И вот, его наследие. Тяжелое. Монументальное. Нелегкое для чтения, нет. Как подъем в гору, где воздух разрежен и каждый шаг дается с трудом. Но там, наверху, открывается вид. Вид на пропасть, на вершины, на извилистые тропы человеческой души и человеческой истории. Его книги – это не просто истории, это диагнозы. Диагноз больной Европы, больной Германии, больного человечества. "Волшебная гора", где мир перед катастрофой собрался в одном санатории, дышальном смертью и философией. "Доктор Фаустус", эта страшная, гениальная книга о сделке с дьяволом, которую заключила Германия ради своего особого пути, ради гениальности, ради власти, заплатив за это душой. Он писал долгими, извилистыми предложениями, как будто пытаясь вместить в них всю сложность, всю противоречивость, всю вину этого времени.

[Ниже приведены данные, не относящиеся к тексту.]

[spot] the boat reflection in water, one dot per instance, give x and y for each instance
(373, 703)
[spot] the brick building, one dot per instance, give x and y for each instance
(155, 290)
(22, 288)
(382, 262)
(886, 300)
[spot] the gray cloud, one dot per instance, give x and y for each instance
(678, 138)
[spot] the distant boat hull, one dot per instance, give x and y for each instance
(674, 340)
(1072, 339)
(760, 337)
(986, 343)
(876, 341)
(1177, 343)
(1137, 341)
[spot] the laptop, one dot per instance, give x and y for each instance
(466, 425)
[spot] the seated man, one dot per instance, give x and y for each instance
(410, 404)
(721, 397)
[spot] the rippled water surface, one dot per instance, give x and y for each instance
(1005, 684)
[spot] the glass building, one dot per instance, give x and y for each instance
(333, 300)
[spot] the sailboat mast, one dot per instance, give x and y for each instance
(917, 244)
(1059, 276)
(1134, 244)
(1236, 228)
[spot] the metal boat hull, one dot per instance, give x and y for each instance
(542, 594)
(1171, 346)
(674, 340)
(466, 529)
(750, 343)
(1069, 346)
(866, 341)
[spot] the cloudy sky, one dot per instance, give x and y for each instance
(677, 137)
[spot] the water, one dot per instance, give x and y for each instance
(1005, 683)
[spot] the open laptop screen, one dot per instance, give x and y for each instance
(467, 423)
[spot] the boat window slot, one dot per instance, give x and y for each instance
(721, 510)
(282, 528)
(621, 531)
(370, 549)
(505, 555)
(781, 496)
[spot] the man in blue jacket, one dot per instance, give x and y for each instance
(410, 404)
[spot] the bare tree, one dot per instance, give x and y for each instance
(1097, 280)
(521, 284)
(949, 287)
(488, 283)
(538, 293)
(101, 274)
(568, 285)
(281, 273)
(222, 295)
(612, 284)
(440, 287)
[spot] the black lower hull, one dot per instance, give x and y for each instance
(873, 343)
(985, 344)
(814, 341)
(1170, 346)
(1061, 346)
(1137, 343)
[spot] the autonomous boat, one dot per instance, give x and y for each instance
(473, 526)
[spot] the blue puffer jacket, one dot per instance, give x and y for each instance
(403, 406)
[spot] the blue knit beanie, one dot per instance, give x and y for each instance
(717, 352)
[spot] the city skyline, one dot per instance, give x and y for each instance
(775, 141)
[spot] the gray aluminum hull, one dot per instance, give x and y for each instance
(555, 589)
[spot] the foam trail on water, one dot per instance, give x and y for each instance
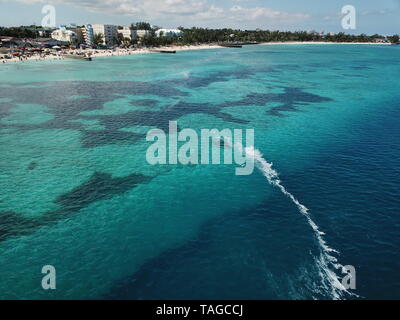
(326, 258)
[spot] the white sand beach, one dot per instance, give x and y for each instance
(97, 53)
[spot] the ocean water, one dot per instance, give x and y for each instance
(78, 194)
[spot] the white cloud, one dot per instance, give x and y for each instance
(183, 12)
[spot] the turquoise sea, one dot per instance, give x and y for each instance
(78, 194)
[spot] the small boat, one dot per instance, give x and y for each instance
(77, 56)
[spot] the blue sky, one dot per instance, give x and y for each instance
(321, 15)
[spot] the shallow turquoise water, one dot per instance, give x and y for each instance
(77, 192)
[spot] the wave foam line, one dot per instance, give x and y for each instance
(325, 259)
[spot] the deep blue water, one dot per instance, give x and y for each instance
(78, 193)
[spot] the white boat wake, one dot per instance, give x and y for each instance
(326, 260)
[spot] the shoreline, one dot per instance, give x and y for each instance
(100, 53)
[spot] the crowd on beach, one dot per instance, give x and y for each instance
(60, 54)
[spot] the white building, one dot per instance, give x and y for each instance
(169, 33)
(142, 33)
(108, 32)
(127, 33)
(64, 35)
(88, 34)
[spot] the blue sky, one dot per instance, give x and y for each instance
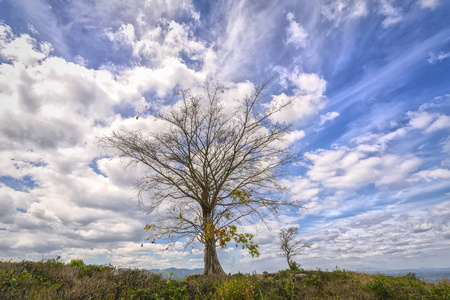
(371, 87)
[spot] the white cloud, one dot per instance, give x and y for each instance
(309, 98)
(429, 3)
(328, 117)
(392, 14)
(296, 34)
(341, 10)
(430, 175)
(345, 168)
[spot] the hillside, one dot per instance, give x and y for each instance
(50, 279)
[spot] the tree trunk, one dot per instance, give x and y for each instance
(212, 264)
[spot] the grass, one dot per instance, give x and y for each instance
(51, 279)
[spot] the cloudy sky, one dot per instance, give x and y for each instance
(371, 82)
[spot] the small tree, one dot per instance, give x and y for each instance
(211, 170)
(290, 246)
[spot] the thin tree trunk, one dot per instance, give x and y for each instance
(212, 264)
(211, 260)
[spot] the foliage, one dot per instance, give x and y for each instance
(290, 246)
(212, 167)
(50, 279)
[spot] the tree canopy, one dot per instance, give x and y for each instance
(209, 171)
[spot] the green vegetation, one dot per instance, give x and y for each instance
(51, 279)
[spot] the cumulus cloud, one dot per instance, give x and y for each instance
(392, 14)
(428, 3)
(51, 112)
(309, 97)
(328, 117)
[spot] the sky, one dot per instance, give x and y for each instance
(370, 81)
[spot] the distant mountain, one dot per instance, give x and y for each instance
(428, 274)
(177, 273)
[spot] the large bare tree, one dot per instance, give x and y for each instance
(210, 169)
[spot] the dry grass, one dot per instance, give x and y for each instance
(50, 279)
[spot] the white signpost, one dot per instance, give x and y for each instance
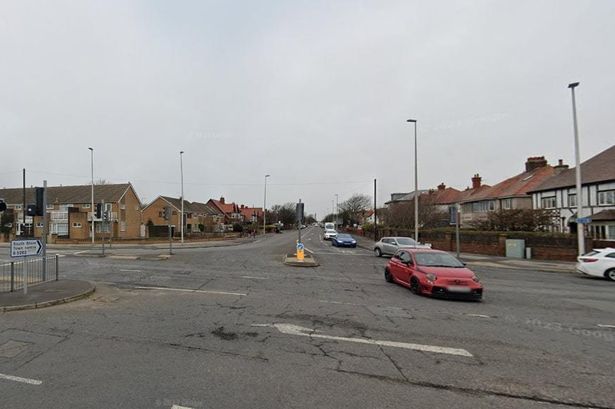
(26, 248)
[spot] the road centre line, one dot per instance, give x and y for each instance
(187, 290)
(20, 379)
(291, 329)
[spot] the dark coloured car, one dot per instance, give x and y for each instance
(343, 240)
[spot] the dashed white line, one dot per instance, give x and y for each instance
(187, 290)
(479, 315)
(20, 379)
(291, 329)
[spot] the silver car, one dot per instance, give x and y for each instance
(390, 245)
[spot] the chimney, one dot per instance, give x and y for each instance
(476, 181)
(535, 162)
(560, 167)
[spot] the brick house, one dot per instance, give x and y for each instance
(508, 194)
(70, 214)
(196, 215)
(598, 185)
(231, 211)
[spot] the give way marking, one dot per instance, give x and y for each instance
(291, 329)
(19, 379)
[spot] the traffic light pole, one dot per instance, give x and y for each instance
(44, 238)
(102, 225)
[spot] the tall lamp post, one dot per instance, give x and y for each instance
(579, 191)
(92, 204)
(265, 207)
(416, 186)
(181, 170)
(337, 209)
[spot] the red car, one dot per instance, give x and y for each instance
(433, 272)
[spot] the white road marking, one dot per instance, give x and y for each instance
(187, 290)
(291, 329)
(344, 303)
(19, 379)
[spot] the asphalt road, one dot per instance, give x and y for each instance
(232, 327)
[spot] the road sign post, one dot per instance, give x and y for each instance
(300, 251)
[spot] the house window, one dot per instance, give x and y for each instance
(606, 198)
(483, 207)
(548, 202)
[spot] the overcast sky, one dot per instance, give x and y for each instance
(315, 93)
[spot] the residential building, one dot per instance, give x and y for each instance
(231, 211)
(508, 194)
(558, 193)
(197, 216)
(70, 213)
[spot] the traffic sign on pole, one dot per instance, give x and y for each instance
(26, 248)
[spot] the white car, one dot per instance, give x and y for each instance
(330, 233)
(598, 263)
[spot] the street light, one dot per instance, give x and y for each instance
(92, 204)
(416, 186)
(577, 154)
(181, 170)
(265, 207)
(337, 209)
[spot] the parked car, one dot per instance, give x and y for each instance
(329, 233)
(598, 263)
(390, 245)
(433, 272)
(343, 240)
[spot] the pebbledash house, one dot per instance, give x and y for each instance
(558, 193)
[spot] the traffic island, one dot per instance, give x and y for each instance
(308, 261)
(46, 294)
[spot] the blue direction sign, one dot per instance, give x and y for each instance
(26, 248)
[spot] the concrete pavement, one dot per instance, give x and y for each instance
(46, 294)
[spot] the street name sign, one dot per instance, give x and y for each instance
(26, 248)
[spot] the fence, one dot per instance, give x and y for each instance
(15, 275)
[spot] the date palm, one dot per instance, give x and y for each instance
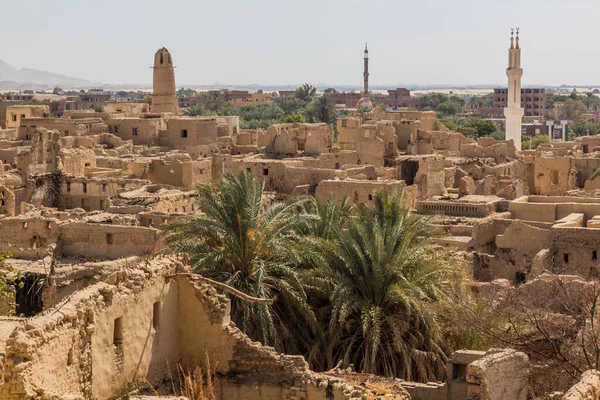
(193, 111)
(381, 272)
(255, 249)
(306, 92)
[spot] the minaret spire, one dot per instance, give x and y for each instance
(513, 111)
(512, 38)
(364, 100)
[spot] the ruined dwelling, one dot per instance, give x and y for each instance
(82, 196)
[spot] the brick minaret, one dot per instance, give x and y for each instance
(364, 100)
(164, 92)
(513, 111)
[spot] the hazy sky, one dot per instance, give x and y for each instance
(289, 42)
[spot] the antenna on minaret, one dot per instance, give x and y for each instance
(512, 38)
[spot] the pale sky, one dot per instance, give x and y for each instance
(319, 41)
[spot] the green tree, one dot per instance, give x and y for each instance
(583, 128)
(448, 108)
(532, 143)
(210, 101)
(449, 123)
(193, 111)
(291, 105)
(290, 118)
(572, 109)
(322, 109)
(331, 216)
(382, 273)
(252, 248)
(476, 127)
(306, 93)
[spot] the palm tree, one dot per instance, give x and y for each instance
(330, 217)
(193, 111)
(381, 272)
(255, 249)
(322, 109)
(306, 93)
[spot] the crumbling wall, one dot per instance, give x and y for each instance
(500, 375)
(354, 190)
(106, 241)
(115, 336)
(588, 387)
(142, 131)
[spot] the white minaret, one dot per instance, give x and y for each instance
(513, 111)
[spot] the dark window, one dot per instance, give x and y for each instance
(118, 332)
(459, 372)
(156, 315)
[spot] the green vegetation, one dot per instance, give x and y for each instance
(381, 274)
(584, 128)
(193, 111)
(358, 290)
(473, 127)
(254, 249)
(573, 106)
(527, 142)
(306, 106)
(444, 105)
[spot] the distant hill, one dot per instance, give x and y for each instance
(17, 79)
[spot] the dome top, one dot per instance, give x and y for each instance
(162, 57)
(364, 102)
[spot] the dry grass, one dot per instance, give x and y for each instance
(377, 385)
(195, 384)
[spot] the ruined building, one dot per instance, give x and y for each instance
(97, 315)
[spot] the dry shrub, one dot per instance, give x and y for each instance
(195, 384)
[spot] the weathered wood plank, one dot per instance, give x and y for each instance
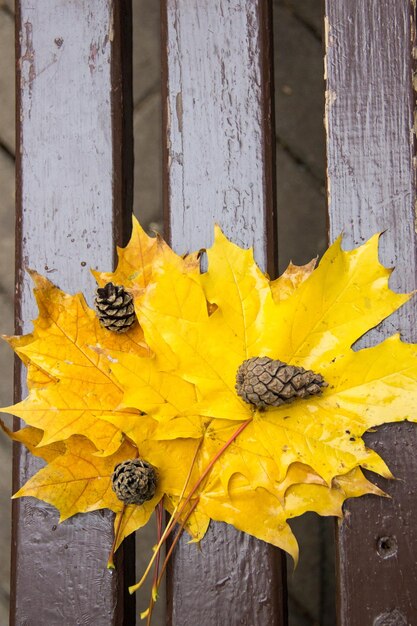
(218, 167)
(370, 151)
(73, 195)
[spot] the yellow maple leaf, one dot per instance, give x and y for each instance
(166, 388)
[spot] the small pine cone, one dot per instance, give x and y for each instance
(115, 308)
(134, 482)
(264, 382)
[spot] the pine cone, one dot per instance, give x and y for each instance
(264, 382)
(134, 482)
(115, 308)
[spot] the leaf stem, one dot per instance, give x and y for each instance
(179, 509)
(110, 562)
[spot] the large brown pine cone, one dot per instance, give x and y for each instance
(115, 308)
(264, 382)
(134, 481)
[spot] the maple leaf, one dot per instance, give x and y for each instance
(166, 388)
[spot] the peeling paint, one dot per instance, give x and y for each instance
(92, 57)
(179, 110)
(326, 43)
(330, 97)
(168, 133)
(29, 57)
(110, 33)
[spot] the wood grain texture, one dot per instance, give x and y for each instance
(218, 168)
(73, 192)
(370, 150)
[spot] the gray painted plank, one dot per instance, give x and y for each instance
(371, 186)
(72, 184)
(218, 168)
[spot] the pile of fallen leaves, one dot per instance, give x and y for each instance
(164, 391)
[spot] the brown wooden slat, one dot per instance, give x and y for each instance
(73, 195)
(370, 151)
(218, 168)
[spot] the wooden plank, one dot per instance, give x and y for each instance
(370, 151)
(73, 196)
(218, 167)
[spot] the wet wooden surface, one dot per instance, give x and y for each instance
(73, 170)
(218, 167)
(371, 186)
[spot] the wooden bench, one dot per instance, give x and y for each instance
(74, 199)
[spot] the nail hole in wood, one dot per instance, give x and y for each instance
(387, 547)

Его ирония – это не смех, а горькая усмешка человека, который видел слишком много. Его лейтмотивы, повторяющиеся, изменяющиеся, как в симфонии, связывают воедино распад семьи, болезнь тела, безумие души, катастрофу истории. Он был мастером слова, да, но его мастерство было служением. Служением правде, служением памяти, служением предупреждению. Он не просто писал книги, он строил монумент из слов – монумент утраченному, монумент осуждению, монумент вечному напоминанию о том, что происходит, когда разум отступает и зло поднимает голову. Монумент, который стоит и по сей день, тяжелый, мрачный, но необходимый. Как напоминание. Как укор. Как вечный вопрос, обращенный к нам, живущим после.